Los cazadores desarrollamos nuestra actividad en un escenario
de incomprensión. Cada día surgen condicionantes que tratan de lastrar nuestro
ejercicio de este deporte. No me referiré en esta ocasión al sector conservacionista y sí centraré mi
crítica, que espero y deseo sea constructiva, hacia una parte del mundo rural.
Este entorno demanda atención con muestras inequívocas de
rechazo de nuestro deambular o transito a través de fincas, algo inevitable,
que nos conducen hacia el apostadero. Es ya una constante increpar con
insultos, incluso en tono amenazador con utensilios punzantes o cortantes, a
los cazadores cuando hacemos el recorrido
necesario para asentarnos en el puesto encomendado.

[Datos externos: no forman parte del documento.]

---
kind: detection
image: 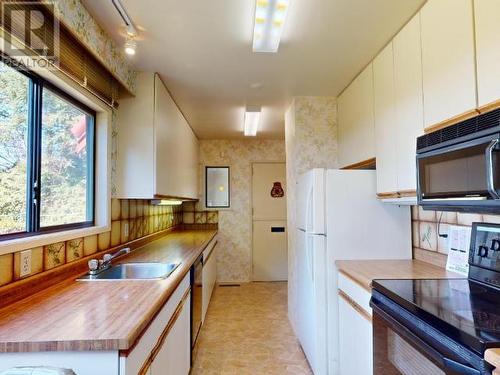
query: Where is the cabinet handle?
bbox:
[137,288,191,375]
[339,289,372,323]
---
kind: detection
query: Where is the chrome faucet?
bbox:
[88,247,130,275]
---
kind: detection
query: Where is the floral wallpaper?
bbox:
[196,139,285,282]
[285,97,338,325]
[55,0,136,94]
[411,206,500,268]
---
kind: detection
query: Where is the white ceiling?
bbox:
[84,0,425,139]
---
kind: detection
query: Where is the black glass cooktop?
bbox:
[373,279,500,354]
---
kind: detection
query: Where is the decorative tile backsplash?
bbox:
[0,199,183,285]
[411,206,500,267]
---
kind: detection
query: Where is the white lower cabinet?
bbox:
[339,274,373,375]
[147,298,191,375]
[119,273,191,375]
[201,239,217,322]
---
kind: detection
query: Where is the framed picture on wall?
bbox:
[205,167,231,208]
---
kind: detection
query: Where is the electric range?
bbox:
[370,223,500,375]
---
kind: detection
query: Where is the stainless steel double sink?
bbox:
[78,263,180,281]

Una actitud hostil la que soportamos un día sí y otro también
de forma desconsiderada, de algunos lugareños que no aceptan de buen grado la
presencia cercana de cazadores a sus lugares de residencia o tierras de pasto. Sobre
el cazador se vierten todo tipo de despropósitos, incluyendo denuncias a las
autoridades por actos cometidos, supuestamente
punibles, cuya veracidad de credenciales acreditativas carecen del rigor
necesario. No es una situación puntual, sino que se generaliza.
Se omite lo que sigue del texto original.